A veces se nos olvida todo lo demás, estamos completamente acaparados por el viento del norte, escuchamos las noticias de la ciudad, que nunca hablan de nosotros, que ocurren en otros lugares, lejos, en otro país, y nos importan tanto como nosotros a la gente de esos lugares. Cuando la niebla cubre las casas y pasan días sin que aterrice un solo avión, el resto del mundo no existe, únicamente nosotros, aquí, solos. Pero a veces también el norte y el resto del mundo están sintonizados en una misma frecuencia. A veces todo está conectado, de una punta a otra de este inmenso país. Para la mayoría de los blancos, el norte forma parte de nuestro ADN, como una traza lejana en la sangre, en nuestra sangre, por la que también corre la de los pueblos originarios, acordaos de vuestras tataratatarabuelas, jovencitos. Vivimos dispersos por este vasto continente, en ciudades y pueblos cuyos bonitos nombres hacen soñar a los europeos, bonitos nombres que nos apresuramos a traducir porque nos sentimos muy orgullosos de saber que «Quebec» significa «donde el río se estrecha» en algonquino, que «Canadá» significa «pueblo» en iroqués o que «Tadoussac» procede del innu y se traduce por «mamas». Tenemos bonitas palabras en el diccionario, como «tobogán», «kayak» y «caribú». Hubo un tiempo en que descendientes de generaciones de campesinos oían la llamada del bosque y corrían a reunirse con los «salvajes», un tiempo en el que estábamos íntimamente unidos. Por desgracia, tenemos mala memoria. Ya no nos acordamos de nada, y en las ciudades, donde el hormigón oculta el cielo, gente ocupada camina sin mirarse por las carreteras que han partido el bosque y de cuando en cuando posan la vista en «ellos». Ellos, esos desechos borrachos como una cuba que no son más que la sombra de los orgullosos cazadores que fueron; ellos, cuyos formidables talentos ya no tienen utilidad alguna en esta modernidad nuestra tan agotadora; ellos, exterminados hasta la médula por una de las mierdas que, al parecer, conlleva por fuerza la civilización. Ellos, como una enfermedad vergonzosa, como un malestar agudo en el bordillo de la acera, como un niño-problema que cubre de oprobio a sus padres. Han abandonado la reserva o el pueblo para acabar de una forma u otra en el cemento de Montreal, Winnipeg o Vancouver y afianzar a los ajetreados ciudadanos en la visión que tienen de ellos: unos borrachines, unos vagos, unos irresponsables.

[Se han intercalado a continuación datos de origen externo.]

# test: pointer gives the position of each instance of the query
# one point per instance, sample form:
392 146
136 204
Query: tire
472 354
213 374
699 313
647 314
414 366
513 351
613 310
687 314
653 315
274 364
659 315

Aterrizan de improviso en el campo de visión de Charline, secretaria, cincuenta y cuatro años de prejuicios bien cuidados como el seto de cedro que se alza delante de su casa de Sainte-Julie; cincuenta y cuatro años de tintes baratos, de cabinas de bronceado y telenovelas; cincuenta y cuatro años en todo su esplendor de contribuyente indignada que los ve como un ataque a sus estrechas convicciones.
«Son más feos que pegarle a un padre, ¿verdad?».
Y tú, Charline, gordita, ¿qué tal todo?